Lontano dal calmarlo, quello lo accese ancora di più. Si sdraiò su di me, mi percorse i seni con la bocca, succhiandomi un capezzolo mentre mi pizzicava l’altro, scese sul ventre fino ad affondare il viso tra le mie gambe e mi restituì il favore mangiandomi la fica fino a farmi fradicia. Quando mi sentì pronta, mi rimise di nuovo a quattro zampe davanti alla testiera. Mi aggrappai con entrambe le mani alle sbarre di legno mentre entrava piano, con la difficoltà della prima volta della giornata, sentendo di nuovo come mi dilatava, e appena fu dentro mi diede uno schiaffo sonoro che rimbombò in tutta la stanza.
—Così sì che è un bel modo di iniziare la mattina —disse, afferrandomi per i fianchi—. La tua fica che mi stringe il cazzo appena sveglio.
Eravamo svegli da pochi minuti e già stavo ricevendo piacere di nuovo.
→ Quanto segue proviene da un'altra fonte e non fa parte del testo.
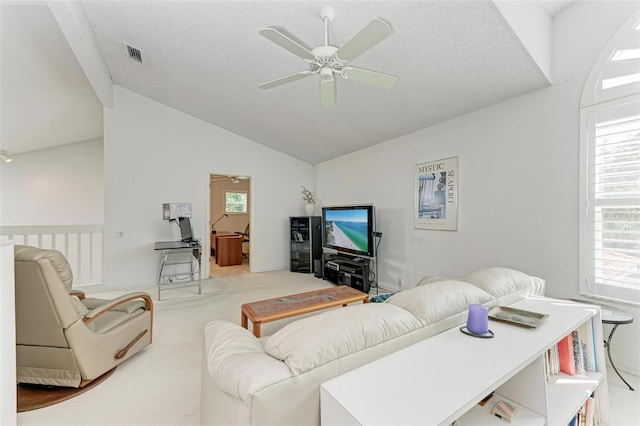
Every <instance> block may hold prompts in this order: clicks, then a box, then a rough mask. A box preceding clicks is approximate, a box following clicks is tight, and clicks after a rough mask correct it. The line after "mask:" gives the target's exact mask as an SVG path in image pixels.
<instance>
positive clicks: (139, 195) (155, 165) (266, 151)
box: [104, 86, 314, 287]
mask: <svg viewBox="0 0 640 426" xmlns="http://www.w3.org/2000/svg"><path fill="white" fill-rule="evenodd" d="M104 128H105V134H104V141H105V142H104V144H105V149H104V150H105V219H104V226H105V238H104V240H105V269H104V270H105V277H104V280H105V284H106V285H107V286H111V287H125V286H126V287H132V286H139V285H149V284H154V283H155V274H156V269H157V263H158V254H157V253H155V252H154V250H153V245H154V242H156V241H166V240H172V239H175V237H176V236H177V235H176V234H175V232H176V231H177V228H176V227H175V226H171V225H170V224H169V223H168V222H167V221H164V220H162V214H161V213H162V211H161V206H162V203H169V202H188V203H191V209H192V220H191V221H192V226H193V228H194V234H195V236H196V238H200V239H202V241H203V242H205V243H206V244H207V246H206V247H205V253H207V252H208V250H209V249H208V244H209V238H208V236H209V225H208V222H209V217H208V216H209V204H208V195H207V194H208V191H209V175H210V173H219V174H241V175H244V176H250V177H251V196H252V200H251V217H252V229H251V244H252V246H251V253H252V256H251V270H252V271H267V270H277V269H286V268H288V265H289V250H288V243H287V242H288V234H289V231H288V223H289V222H288V217H289V216H291V215H296V214H300V213H301V211H302V208H303V201H302V198H301V194H300V185H307V186H309V187H311V186H312V183H313V173H314V170H313V166H311V165H310V164H307V163H304V162H302V161H300V160H297V159H294V158H293V157H290V156H287V155H284V154H281V153H279V152H276V151H274V150H272V149H270V148H266V147H265V146H263V145H260V144H258V143H255V142H253V141H250V140H248V139H245V138H243V137H240V136H238V135H235V134H233V133H230V132H228V131H226V130H224V129H221V128H219V127H216V126H213V125H211V124H208V123H205V122H204V121H201V120H199V119H196V118H194V117H191V116H189V115H187V114H184V113H181V112H179V111H177V110H174V109H172V108H169V107H167V106H165V105H162V104H160V103H158V102H155V101H153V100H150V99H148V98H145V97H143V96H140V95H137V94H135V93H133V92H131V91H128V90H126V89H123V88H121V87H117V86H116V87H115V90H114V107H113V108H107V109H105V123H104ZM119 233H122V235H123V236H122V237H117V234H119ZM204 266H205V270H204V272H205V274H204V276H207V274H208V270H207V269H206V268H208V264H206V262H204Z"/></svg>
Senza aver ancora fatto colazione, tirò fuori forza da chissà dove per mantenere un ritmo costante, forte, tenendomi per i fianchi con entrambe le mani, affondandomi il cazzo fino a far rimbalzare i suoi coglioni contro il mio clitoride. Si inclinò sulla mia schiena, mi afferrò un seno con una mano e con l’altra cercò il clitoride per sfregarmelo mentre continuava a spingere. Io riuscivo solo a ripetere di non fermarsi, con la faccia contro il cuscino e il culo in alto. Mi infilò il pollice bagnato di saliva nel buco del culo, molto piano, e quella doppia penetrazione mi fece urlare. Arrivai al primo orgasmo della giornata con tutto il corpo in tremito, senza riuscire a sostenermi bene, ma lui mi tenne fermo per i fianchi e continuò fino a svuotarsi dentro di me con le ultime stoccate più lente e profonde, ringhiando vicino al mio orecchio. Sentii come si riversava caldo in fondo, come l’ultima spinta mi salisse lungo il ventre.
Ci alzammo finalmente per lavarci. Sotto la doccia, sotto l’acqua, non poté evitare di schiacciarmi contro le piastrelle e rimettermelo dentro da dietro, stavolta più lentamente, quasi svogliato, fino a venire per la quarta volta in meno di ventiquattro ore mescolando la sborra con l’acqua calda che mi scorreva lungo le gambe. Facemmo una colazione abbondante, perché ce ne sarebbe servita, e uscimmo a fare un giro per comprare quello che ci mancava per il resto del fine settimana. Camminando mano nella mano per il suo quartiere, con le gambe ancora molli, la fica dolorante in un modo delizioso e un sorriso sciocco in faccia, pensai che avevo fatto bene ad attraversare tre province per lui. E che quello era solo l’inizio di un weekend che non avevo alcuna intenzione di dimenticare.